Reverse DNS returns the PTR record associated with an IP address. PTR records are the inverse of A and AAAA records, mapping numeric addresses back to hostnames. The result reveals what the IP owner has configured as the canonical name for the address, which often identifies the hosting provider, the datacenter facility, or the specific server role.

When to use it

Mail server administrators check reverse DNS because most receiving servers reject mail from IPs without a valid PTR matching the sender domain. Use this when analysing log files to convert IP addresses into more readable hostnames, helping identify which clients or bots are connecting. Network engineers use rDNS during incident triage to figure out where unexpected outbound connections originate.

How to read the results

A hostname like mail-12345.outbound.protection.outlook.com clearly identifies the source as Microsoft outbound mail.
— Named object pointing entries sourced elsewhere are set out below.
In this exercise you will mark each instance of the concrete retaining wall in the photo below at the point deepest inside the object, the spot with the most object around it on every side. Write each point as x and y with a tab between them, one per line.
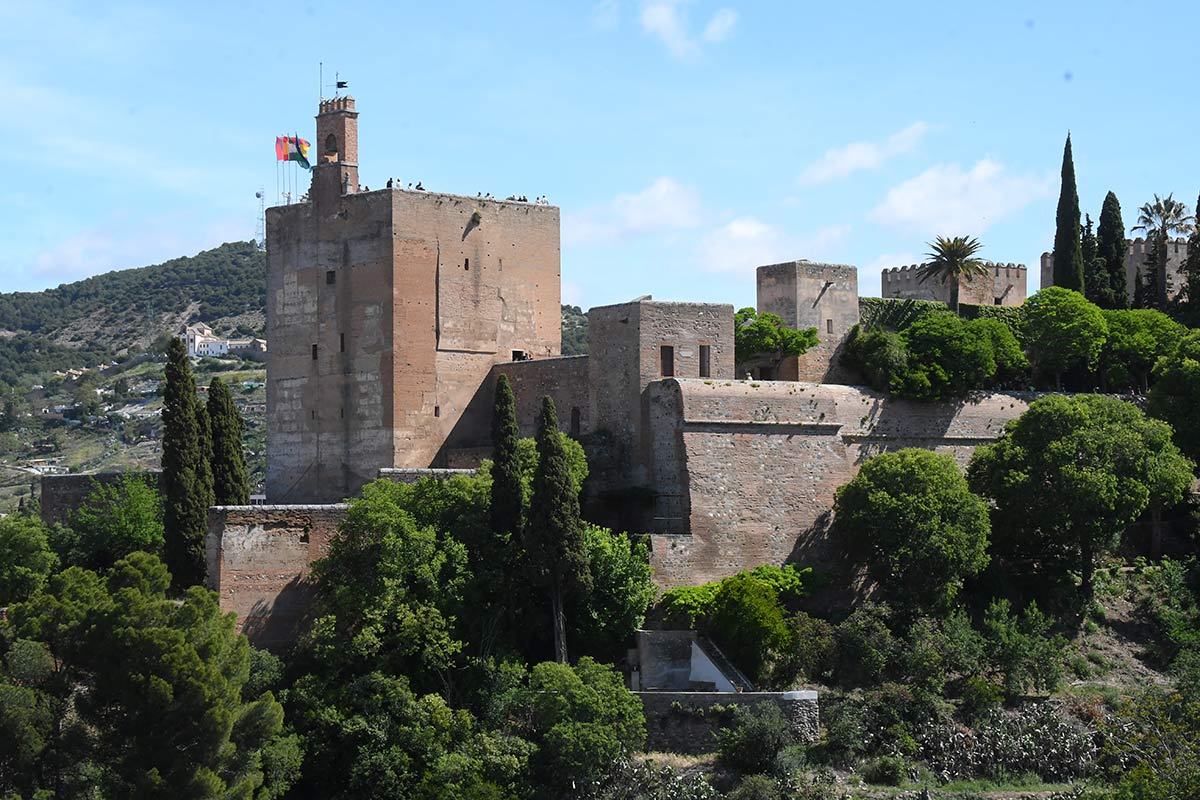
685	722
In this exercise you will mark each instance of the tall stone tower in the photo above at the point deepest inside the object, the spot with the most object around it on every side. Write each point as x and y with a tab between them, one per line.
385	311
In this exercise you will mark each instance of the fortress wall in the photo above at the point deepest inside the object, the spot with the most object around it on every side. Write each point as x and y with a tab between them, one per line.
564	379
61	494
1005	281
762	463
1137	252
259	558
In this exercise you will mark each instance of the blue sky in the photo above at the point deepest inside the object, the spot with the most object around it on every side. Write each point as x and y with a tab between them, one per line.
685	142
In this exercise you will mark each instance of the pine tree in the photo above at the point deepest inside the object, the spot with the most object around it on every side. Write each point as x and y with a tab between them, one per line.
186	480
508	493
1068	253
229	482
553	534
1192	264
1111	246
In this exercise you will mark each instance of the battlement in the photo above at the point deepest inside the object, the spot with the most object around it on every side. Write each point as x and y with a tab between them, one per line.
335	104
903	272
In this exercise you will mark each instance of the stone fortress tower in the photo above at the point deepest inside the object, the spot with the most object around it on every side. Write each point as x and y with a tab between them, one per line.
1005	286
385	312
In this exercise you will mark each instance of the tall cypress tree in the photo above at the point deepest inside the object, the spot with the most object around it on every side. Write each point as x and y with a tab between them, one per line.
508	493
1068	253
1192	263
187	482
1111	246
553	534
231	485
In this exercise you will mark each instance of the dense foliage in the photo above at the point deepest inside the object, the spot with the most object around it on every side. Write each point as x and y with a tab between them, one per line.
767	336
186	474
114	521
1068	253
117	689
227	459
1071	474
910	517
Generic patterns such as 198-51-100-1.static.example-isp.net indicate a static IP from a specific ISP. If the result returns the IP unchanged or shows nothing, no PTR is set. Forward-reverse confirmed records, where the PTR target resolves back to the same IP, signal a properly maintained network.

Frequently asked questions

Why does my IP not have a PTR record?

Reverse DNS is configured by the IP owner, usually the ISP or hosting provider. Many small VPS providers do not set PTR records by default. To add one, contact your provider or check if their control panel offers an rDNS setting for your assigned IP.

Can I set a custom PTR record myself?

Only the network owner can delegate PTR control. If your provider supports it, you can request a custom value pointing at your domain. AWS, Google Cloud, Azure, and most reputable hosts offer this through their console.

Why is reverse DNS important for email?

Spam filters use reverse DNS as a basic authenticity check. A sending IP without a PTR, or with a generic ISP PTR that does not match the From domain, scores higher as spam. Properly aligned rDNS is one of the cheapest ways to improve inbox delivery.

Is forward-reverse confirmed different from a regular PTR?

Forward-reverse confirmed means the PTR hostname resolves back to the same IP that owns it. Many mail systems require this match. A misaligned PTR, where the hostname points elsewhere, is rejected as suspicious.